Bug 1000841

Summary: python-urlgrabber incorrectly parses headers from googledrive.com
Product: [Fedora] Fedora Reporter: Krzysztof Pawlik <krzysiek.pawlik>
Component: python-urlgrabberAssignee: Packaging Maintenance Team <packaging-team-maint>
Status: CLOSED CURRENTRELEASE QA Contact: Fedora Extras Quality Assurance <extras-qa>
Severity: high Docs Contact:
Priority: unspecified    
Version: 19CC: jzeleny, packaging-team-maint, vmukhame
Target Milestone: ---   
Target Release: ---   
Hardware: All   
OS: Linux   
Whiteboard:
Fixed In Version: Doc Type: Bug Fix
Doc Text:
Story Points: ---
Clone Of: Environment:
Last Closed: 2014-03-12 15:36:28 UTC Type: Bug
Regression: --- Mount Type: ---
Documentation: --- CRM:
Verified Versions: Category: ---
oVirt Team: --- RHEL 7.3 requirements from Atomic Host:
Cloudforms Team: --- Target Upstream Version:

Description Krzysztof Pawlik 2013-08-25 21:08:56 UTC
Description of problem:
python-urlgrabber when grabbing repomd.xml file from repository hosted on https://googledrive.com/ (public URL to directories shared via Google Drive) gets confused about headers, it tries to look for Content-Length:

1292             if self.scheme in ['http','https']:
1293                 if buf.lower().find('content-length') != -1:
1294                     length = buf.split(':')[1]
1295                     self.size = int(length)

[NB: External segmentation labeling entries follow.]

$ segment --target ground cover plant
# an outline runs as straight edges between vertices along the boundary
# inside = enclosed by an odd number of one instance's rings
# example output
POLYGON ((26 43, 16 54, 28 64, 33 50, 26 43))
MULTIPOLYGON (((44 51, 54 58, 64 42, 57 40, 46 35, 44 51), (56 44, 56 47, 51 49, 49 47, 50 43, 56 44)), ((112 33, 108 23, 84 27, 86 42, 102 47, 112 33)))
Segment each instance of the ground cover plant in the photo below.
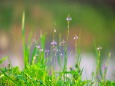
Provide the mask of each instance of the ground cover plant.
MULTIPOLYGON (((79 37, 77 35, 73 37, 77 62, 75 68, 67 69, 68 37, 71 20, 72 18, 68 15, 66 18, 67 38, 65 40, 59 35, 59 42, 56 42, 56 29, 54 28, 50 50, 45 48, 46 35, 41 34, 40 39, 38 39, 31 51, 31 46, 29 45, 31 37, 28 39, 28 44, 25 40, 25 13, 23 12, 22 43, 24 68, 20 70, 19 67, 13 67, 11 64, 6 68, 0 68, 0 86, 115 86, 114 81, 106 79, 111 53, 108 55, 107 64, 101 66, 100 54, 102 47, 100 46, 96 49, 97 65, 96 71, 92 72, 92 80, 82 80, 82 72, 84 70, 80 68, 81 58, 80 48, 77 44, 79 37), (56 70, 57 66, 59 70, 56 70)), ((0 64, 6 59, 8 57, 0 59, 0 64)))

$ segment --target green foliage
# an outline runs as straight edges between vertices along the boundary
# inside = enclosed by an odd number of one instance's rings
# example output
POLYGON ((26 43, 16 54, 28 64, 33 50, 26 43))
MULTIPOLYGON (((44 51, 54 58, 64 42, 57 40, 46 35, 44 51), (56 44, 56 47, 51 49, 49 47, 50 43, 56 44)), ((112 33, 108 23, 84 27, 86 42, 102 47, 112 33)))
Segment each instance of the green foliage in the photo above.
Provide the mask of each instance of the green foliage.
MULTIPOLYGON (((45 52, 45 39, 46 36, 40 36, 39 44, 34 46, 33 51, 31 51, 31 46, 26 44, 25 41, 25 28, 24 28, 24 20, 25 13, 23 13, 22 17, 22 42, 23 42, 23 58, 24 58, 24 68, 22 70, 19 67, 12 67, 10 64, 6 68, 0 68, 0 86, 92 86, 98 84, 99 86, 114 86, 115 82, 109 81, 105 79, 106 71, 104 74, 101 74, 102 79, 100 81, 96 80, 96 77, 100 68, 100 50, 97 52, 97 70, 96 73, 92 73, 92 78, 95 80, 82 80, 82 72, 83 69, 80 68, 80 49, 77 48, 77 40, 75 44, 75 51, 77 53, 76 57, 78 58, 77 63, 75 65, 75 69, 70 68, 67 70, 67 57, 68 57, 68 44, 59 45, 57 47, 52 44, 51 52, 49 56, 46 56, 45 52), (57 50, 53 49, 63 48, 63 57, 64 64, 61 64, 61 59, 58 59, 58 65, 60 66, 60 70, 58 72, 55 71, 55 68, 58 66, 55 62, 56 58, 61 58, 61 56, 57 55, 57 50), (31 59, 30 54, 32 54, 31 59), (54 58, 54 64, 49 65, 54 58)), ((54 32, 55 33, 55 32, 54 32)), ((68 24, 68 32, 69 36, 69 24, 68 24)), ((31 39, 31 37, 30 37, 31 39)), ((30 41, 29 39, 29 41, 30 41)), ((54 39, 53 39, 54 41, 54 39)), ((60 35, 61 41, 61 35, 60 35)), ((67 37, 68 41, 68 37, 67 37)), ((110 55, 109 55, 110 58, 110 55)), ((2 58, 0 60, 0 64, 2 64, 7 57, 2 58)), ((107 62, 108 65, 109 62, 107 62)))

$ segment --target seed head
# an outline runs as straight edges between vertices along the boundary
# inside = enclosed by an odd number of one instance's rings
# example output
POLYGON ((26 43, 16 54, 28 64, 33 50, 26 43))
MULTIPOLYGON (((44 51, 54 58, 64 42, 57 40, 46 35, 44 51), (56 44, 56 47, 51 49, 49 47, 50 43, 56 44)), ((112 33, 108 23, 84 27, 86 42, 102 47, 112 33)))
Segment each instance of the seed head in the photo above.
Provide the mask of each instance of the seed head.
POLYGON ((67 21, 71 21, 72 18, 68 15, 68 17, 66 18, 67 21))
POLYGON ((98 47, 97 50, 102 50, 102 47, 98 47))
POLYGON ((54 33, 56 33, 56 29, 54 29, 54 33))
POLYGON ((66 41, 63 39, 63 41, 62 42, 60 42, 61 44, 64 44, 66 41))
POLYGON ((107 66, 103 65, 103 66, 102 66, 102 69, 107 69, 107 66))
POLYGON ((53 41, 51 42, 51 45, 57 45, 57 42, 53 41))
POLYGON ((73 37, 73 40, 77 40, 79 37, 76 35, 73 37))
POLYGON ((38 45, 38 46, 36 46, 36 48, 40 49, 40 46, 38 45))

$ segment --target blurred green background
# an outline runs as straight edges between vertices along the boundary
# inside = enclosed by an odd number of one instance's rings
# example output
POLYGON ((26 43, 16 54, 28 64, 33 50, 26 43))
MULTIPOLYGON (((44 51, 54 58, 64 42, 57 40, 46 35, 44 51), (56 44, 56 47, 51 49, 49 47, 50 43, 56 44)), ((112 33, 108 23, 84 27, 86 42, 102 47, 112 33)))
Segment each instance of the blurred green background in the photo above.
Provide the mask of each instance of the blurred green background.
MULTIPOLYGON (((20 43, 24 10, 27 35, 42 30, 51 38, 56 22, 57 32, 66 36, 69 14, 72 17, 70 41, 77 34, 84 50, 92 49, 94 42, 105 50, 115 49, 114 0, 0 0, 0 31, 11 34, 10 45, 20 43)), ((70 46, 74 47, 71 42, 70 46)))

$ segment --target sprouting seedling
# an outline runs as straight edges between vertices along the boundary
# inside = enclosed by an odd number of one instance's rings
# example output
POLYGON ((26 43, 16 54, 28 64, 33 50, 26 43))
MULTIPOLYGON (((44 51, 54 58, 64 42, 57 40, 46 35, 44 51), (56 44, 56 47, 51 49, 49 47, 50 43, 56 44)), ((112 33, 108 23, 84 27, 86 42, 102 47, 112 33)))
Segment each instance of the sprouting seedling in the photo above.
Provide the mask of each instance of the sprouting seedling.
POLYGON ((68 38, 69 38, 69 28, 70 28, 70 21, 72 20, 72 18, 69 16, 68 14, 68 17, 66 18, 66 21, 67 21, 67 41, 68 41, 68 38))

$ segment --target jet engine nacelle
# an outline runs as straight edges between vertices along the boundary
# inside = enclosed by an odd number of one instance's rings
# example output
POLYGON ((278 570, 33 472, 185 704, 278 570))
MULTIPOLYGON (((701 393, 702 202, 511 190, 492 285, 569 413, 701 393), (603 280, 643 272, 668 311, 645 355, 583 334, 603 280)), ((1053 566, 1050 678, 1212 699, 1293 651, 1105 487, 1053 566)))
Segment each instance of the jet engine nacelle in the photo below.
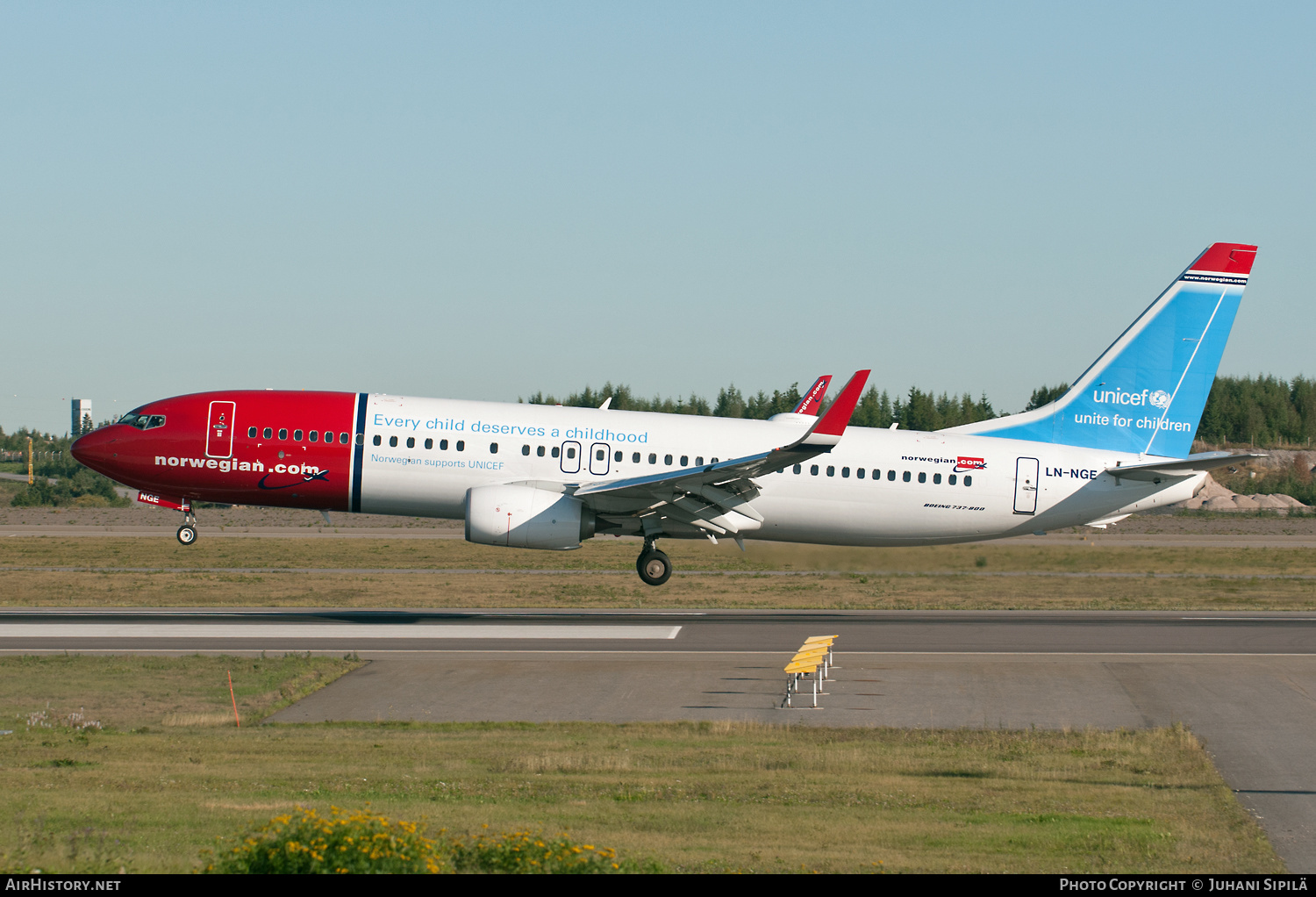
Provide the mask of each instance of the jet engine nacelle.
POLYGON ((569 551, 594 536, 595 516, 579 498, 534 486, 466 490, 466 541, 569 551))

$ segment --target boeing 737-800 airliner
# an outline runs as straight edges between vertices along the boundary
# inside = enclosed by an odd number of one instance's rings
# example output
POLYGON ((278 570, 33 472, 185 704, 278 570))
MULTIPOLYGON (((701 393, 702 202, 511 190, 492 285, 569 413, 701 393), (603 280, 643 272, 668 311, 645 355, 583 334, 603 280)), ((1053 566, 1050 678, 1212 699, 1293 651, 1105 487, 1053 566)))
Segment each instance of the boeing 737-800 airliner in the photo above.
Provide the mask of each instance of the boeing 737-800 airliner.
POLYGON ((453 518, 486 545, 642 536, 650 585, 671 576, 659 537, 928 545, 1104 526, 1254 457, 1188 452, 1255 252, 1212 245, 1050 404, 937 432, 849 427, 862 370, 821 415, 825 381, 770 420, 200 393, 143 404, 72 453, 180 510, 183 544, 193 501, 453 518))

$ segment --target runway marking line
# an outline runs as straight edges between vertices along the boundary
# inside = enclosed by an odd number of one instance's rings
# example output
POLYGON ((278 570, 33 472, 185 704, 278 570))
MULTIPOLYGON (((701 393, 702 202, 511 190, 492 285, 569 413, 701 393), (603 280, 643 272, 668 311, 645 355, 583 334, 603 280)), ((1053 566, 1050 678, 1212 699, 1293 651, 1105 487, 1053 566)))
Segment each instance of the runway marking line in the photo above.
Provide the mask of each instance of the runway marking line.
MULTIPOLYGON (((64 653, 66 648, 0 648, 0 655, 11 655, 20 651, 37 653, 64 653)), ((663 657, 667 655, 717 655, 717 656, 751 656, 751 657, 779 657, 791 653, 791 648, 780 651, 662 651, 662 649, 590 649, 590 648, 79 648, 78 653, 229 653, 233 651, 288 651, 296 653, 341 653, 355 651, 358 655, 654 655, 663 657)), ((844 656, 865 657, 1312 657, 1316 651, 1277 652, 1277 653, 1245 653, 1245 652, 1130 652, 1130 651, 846 651, 844 656)), ((842 656, 842 655, 838 655, 842 656)))

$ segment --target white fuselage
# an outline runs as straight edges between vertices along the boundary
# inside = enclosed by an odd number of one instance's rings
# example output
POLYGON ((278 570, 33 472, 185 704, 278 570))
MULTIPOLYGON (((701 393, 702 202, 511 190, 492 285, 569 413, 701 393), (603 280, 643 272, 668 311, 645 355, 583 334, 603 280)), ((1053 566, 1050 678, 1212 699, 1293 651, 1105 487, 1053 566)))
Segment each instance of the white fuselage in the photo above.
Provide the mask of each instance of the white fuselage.
MULTIPOLYGON (((461 519, 475 486, 675 472, 786 445, 809 420, 371 395, 361 511, 461 519)), ((992 436, 850 427, 829 454, 799 472, 757 477, 762 494, 753 504, 763 522, 741 519, 741 535, 840 545, 996 539, 1179 502, 1205 477, 1148 482, 1105 473, 1146 460, 992 436)))

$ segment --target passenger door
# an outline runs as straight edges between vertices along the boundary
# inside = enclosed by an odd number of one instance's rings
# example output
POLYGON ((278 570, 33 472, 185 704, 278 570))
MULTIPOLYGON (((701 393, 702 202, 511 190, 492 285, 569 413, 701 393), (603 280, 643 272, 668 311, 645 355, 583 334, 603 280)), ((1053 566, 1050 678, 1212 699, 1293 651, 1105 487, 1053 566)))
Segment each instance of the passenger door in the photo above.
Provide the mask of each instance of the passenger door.
POLYGON ((211 402, 209 421, 205 428, 205 457, 233 457, 233 415, 236 402, 211 402))
POLYGON ((1037 514, 1037 458, 1015 462, 1015 514, 1037 514))

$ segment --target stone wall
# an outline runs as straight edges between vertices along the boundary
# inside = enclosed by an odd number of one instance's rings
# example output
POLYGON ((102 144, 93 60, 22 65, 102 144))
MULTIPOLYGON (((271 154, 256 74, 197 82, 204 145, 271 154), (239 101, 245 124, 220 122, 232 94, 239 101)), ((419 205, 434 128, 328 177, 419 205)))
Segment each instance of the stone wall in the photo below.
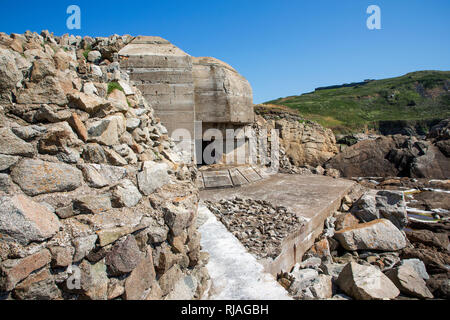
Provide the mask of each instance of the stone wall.
POLYGON ((121 71, 131 40, 0 33, 0 299, 206 289, 196 168, 121 71))

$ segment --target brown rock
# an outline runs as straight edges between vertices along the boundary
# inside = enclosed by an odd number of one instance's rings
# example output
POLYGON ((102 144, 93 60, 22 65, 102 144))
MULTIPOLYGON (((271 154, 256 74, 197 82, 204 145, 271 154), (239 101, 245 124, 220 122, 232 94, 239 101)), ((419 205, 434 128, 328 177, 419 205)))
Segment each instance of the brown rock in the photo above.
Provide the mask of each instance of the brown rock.
POLYGON ((336 219, 336 231, 353 228, 359 224, 359 220, 351 213, 342 214, 336 219))
POLYGON ((48 270, 42 270, 22 281, 13 292, 19 300, 57 300, 61 292, 48 270))
POLYGON ((153 267, 152 250, 150 247, 147 247, 146 257, 141 260, 125 282, 125 299, 144 299, 146 291, 152 287, 155 279, 156 273, 153 267))
POLYGON ((118 276, 129 273, 136 268, 142 259, 134 236, 129 235, 125 241, 116 243, 106 256, 106 265, 110 274, 118 276))
POLYGON ((428 290, 425 281, 409 265, 401 265, 390 269, 386 272, 386 276, 406 295, 421 299, 433 299, 433 295, 428 290))
POLYGON ((72 113, 72 117, 69 119, 69 124, 72 126, 72 129, 75 130, 75 132, 78 134, 80 139, 86 142, 88 139, 86 127, 76 113, 72 113))
POLYGON ((6 260, 0 265, 0 288, 11 291, 17 283, 28 277, 33 271, 44 267, 51 261, 48 250, 42 250, 31 256, 17 260, 6 260))
POLYGON ((397 227, 386 219, 373 220, 353 228, 337 231, 334 237, 346 250, 396 251, 406 246, 406 239, 397 227))
POLYGON ((400 291, 379 269, 355 262, 347 264, 339 274, 339 287, 357 300, 394 299, 400 291))

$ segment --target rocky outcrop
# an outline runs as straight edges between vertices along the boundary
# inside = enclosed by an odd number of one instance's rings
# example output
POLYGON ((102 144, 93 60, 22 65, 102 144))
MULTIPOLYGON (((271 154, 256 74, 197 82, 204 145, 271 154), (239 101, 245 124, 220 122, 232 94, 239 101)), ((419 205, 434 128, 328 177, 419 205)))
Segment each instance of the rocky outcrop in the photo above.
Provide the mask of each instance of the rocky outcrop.
POLYGON ((0 34, 2 299, 206 288, 196 168, 121 70, 131 40, 0 34))
POLYGON ((406 246, 405 236, 386 219, 337 231, 334 237, 347 250, 396 251, 406 246))
POLYGON ((338 169, 345 177, 446 179, 450 160, 444 128, 445 124, 438 125, 428 140, 400 135, 364 140, 336 155, 326 167, 338 169))
POLYGON ((298 113, 285 108, 258 105, 256 124, 279 130, 280 149, 289 163, 301 166, 322 166, 338 153, 333 132, 319 124, 303 119, 298 113))
POLYGON ((368 192, 353 204, 351 212, 362 222, 384 218, 399 229, 408 224, 405 197, 401 191, 368 192))
POLYGON ((400 291, 380 270, 354 262, 347 264, 337 280, 340 288, 358 300, 394 299, 400 291))

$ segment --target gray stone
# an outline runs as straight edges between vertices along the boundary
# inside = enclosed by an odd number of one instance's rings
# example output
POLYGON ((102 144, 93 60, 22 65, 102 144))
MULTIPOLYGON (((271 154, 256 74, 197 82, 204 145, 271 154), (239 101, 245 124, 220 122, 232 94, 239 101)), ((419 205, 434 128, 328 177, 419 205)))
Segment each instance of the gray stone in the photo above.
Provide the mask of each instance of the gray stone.
POLYGON ((75 255, 73 256, 73 261, 81 261, 86 257, 94 248, 97 242, 97 235, 91 235, 87 237, 75 238, 72 243, 75 247, 75 255))
POLYGON ((1 238, 10 238, 26 245, 51 238, 60 227, 54 213, 28 197, 0 197, 1 238))
POLYGON ((78 214, 97 214, 111 208, 111 198, 108 194, 83 196, 73 202, 73 209, 78 214))
POLYGON ((188 209, 168 203, 163 208, 164 221, 174 236, 180 235, 192 221, 192 212, 188 209))
POLYGON ((142 199, 142 195, 133 182, 126 179, 114 187, 112 202, 115 207, 134 207, 142 199))
POLYGON ((42 270, 22 281, 14 288, 13 295, 19 300, 57 300, 61 298, 61 292, 48 270, 42 270))
POLYGON ((19 157, 0 154, 0 171, 8 170, 19 161, 19 157))
POLYGON ((105 262, 111 275, 120 276, 133 271, 142 258, 136 239, 129 235, 124 241, 113 246, 105 262))
POLYGON ((424 280, 430 279, 428 275, 427 269, 425 268, 425 264, 419 259, 404 259, 402 260, 402 265, 409 265, 416 270, 416 272, 422 277, 424 280))
POLYGON ((62 163, 24 159, 11 170, 11 178, 29 196, 72 191, 81 186, 82 175, 62 163))
POLYGON ((141 192, 148 196, 156 189, 170 182, 169 166, 166 163, 147 161, 143 165, 143 171, 137 175, 138 186, 141 192))
POLYGON ((0 153, 33 157, 36 150, 32 144, 17 137, 9 128, 0 128, 0 153))
POLYGON ((193 276, 186 276, 175 283, 172 291, 164 300, 192 300, 197 291, 198 281, 193 276))
POLYGON ((353 205, 352 213, 363 222, 385 218, 399 229, 408 224, 406 202, 401 191, 366 193, 353 205))
POLYGON ((46 131, 46 128, 40 126, 13 127, 12 131, 20 139, 29 141, 40 136, 43 132, 46 131))
POLYGON ((339 287, 357 300, 394 299, 400 291, 379 269, 350 262, 337 281, 339 287))
POLYGON ((410 265, 403 264, 390 269, 386 276, 406 295, 420 299, 433 299, 433 294, 428 290, 425 280, 410 265))
POLYGON ((80 266, 81 292, 90 300, 106 300, 108 298, 108 276, 103 261, 91 265, 84 260, 80 266))
POLYGON ((89 62, 100 62, 101 59, 102 59, 102 54, 100 53, 100 51, 93 50, 88 53, 87 60, 89 62))
POLYGON ((103 164, 87 164, 81 166, 83 176, 89 186, 103 188, 118 183, 126 177, 127 170, 103 164))
POLYGON ((334 237, 346 250, 397 251, 406 247, 403 233, 389 220, 379 219, 337 231, 334 237))
POLYGON ((150 247, 147 247, 146 256, 134 268, 130 276, 125 281, 125 299, 143 299, 156 279, 156 272, 153 266, 153 256, 150 247))

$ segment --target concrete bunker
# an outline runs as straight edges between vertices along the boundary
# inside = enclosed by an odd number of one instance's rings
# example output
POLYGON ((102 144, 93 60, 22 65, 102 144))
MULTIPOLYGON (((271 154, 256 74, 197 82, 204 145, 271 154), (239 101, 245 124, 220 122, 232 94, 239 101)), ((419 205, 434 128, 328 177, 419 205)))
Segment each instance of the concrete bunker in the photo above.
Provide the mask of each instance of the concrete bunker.
POLYGON ((169 41, 150 36, 135 38, 119 52, 119 59, 168 135, 191 151, 191 160, 206 164, 203 152, 222 139, 223 151, 213 153, 213 163, 250 162, 253 94, 249 82, 235 69, 215 58, 191 57, 169 41), (186 134, 178 135, 180 129, 186 134), (227 130, 237 132, 232 141, 226 139, 227 130), (245 159, 238 154, 245 154, 245 159))

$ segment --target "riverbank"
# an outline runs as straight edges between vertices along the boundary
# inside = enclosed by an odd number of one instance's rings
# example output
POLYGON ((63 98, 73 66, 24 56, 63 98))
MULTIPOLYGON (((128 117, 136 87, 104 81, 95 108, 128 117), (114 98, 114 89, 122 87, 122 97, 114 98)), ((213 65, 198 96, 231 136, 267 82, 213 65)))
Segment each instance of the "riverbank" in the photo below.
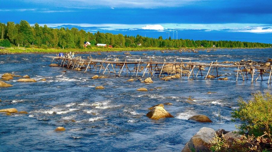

But the headers from googledrive.com contain:

Content-Length: 2973
...
Access-Control-Allow-Origin: *
Access-Control-Allow-Credentials: false
Access-Control-Allow-Headers: Accept, Accept-Language, Authorization, Cache-Control, Content-Disposition, Content-Encoding, Content-Language, Content-Length, Content-MD5, Content-Range, Content-Type, Date, GData-Version, Host, If-Match, If-Modified-Since, If-None-Match, If-Unmodified-Since, Origin, OriginToken, Pragma, Range, Slug, Transfer-Encoding, X-ClientDetails, X-GData-Client, X-GData-Key, X-Goog-AuthUser, X-Goog-Encode-Response-If-Executable, X-Goog-Correlation-Id, X-Goog-Upload-Command, X-Goog-Upload-Content-Disposition, X-Goog-Upload-Content-Length, X-Goog-Upload-Content-Type, X-Goog-Upload-Offset, X-Goog-Upload-Protocol, X-HTTP-Method-Override, X-JavaScript-User-Agent, X-Origin, X-Referer, X-Upload-Content-Length, X-Upload-Content-Type, X-Use-HTTP-Status-Code-Override, X-YouTube-VVT, X-YouTube-Page-CL, X-YouTube-Page-Timestamp

Because Access-Control-Allow-Headers contains 'Content-Length' the above code get's confused and breaks with:

~ # yum update
Loaded plugins: langpacks, ps, refresh-packagekit, remove-with-leaves
Traceback (most recent call last):
  File "/usr/lib/python2.7/site-packages/urlgrabber/grabber.py", line 1295, in _hdr_retrieve
    self.size = int(length)
ValueError: invalid literal for int() with base 10: 'Accept, Accept-Language, Authorization, Cache-Control, Content-Disposition, Content-Encoding, Content-Language, Content-Length, Content-MD5, Content-Range, Content-Type, Date, GData-Version, Host, If-'

Version-Release number of selected component (if applicable):
3.9.1-27.fc19

How reproducible:
Always.

Steps to Reproduce:
1. Upload repomd.xmlto shared directory on Google Drive, share the directory with everyone
2. Configure as repository in Yum
3. Try updating

Actual results:
Above exception.

Expected results:
Successful download of repository metadata.

Additional info:
-- none --

Comment 1 Zdeněk Pavlas 2013-08-26 07:11:50 UTC
Thanks for the report!  Fixed upstream http://yum.baseurl.org/gitweb?p=urlgrabber.git;a=commitdiff;h=4374b6b4c6196f1c770954d2ceb136daa62fbb66

Comment 2 Valentina Mukhamedzhanova 2014-03-12 15:36:28 UTC
Closing, as this is fixed in Fedora 19.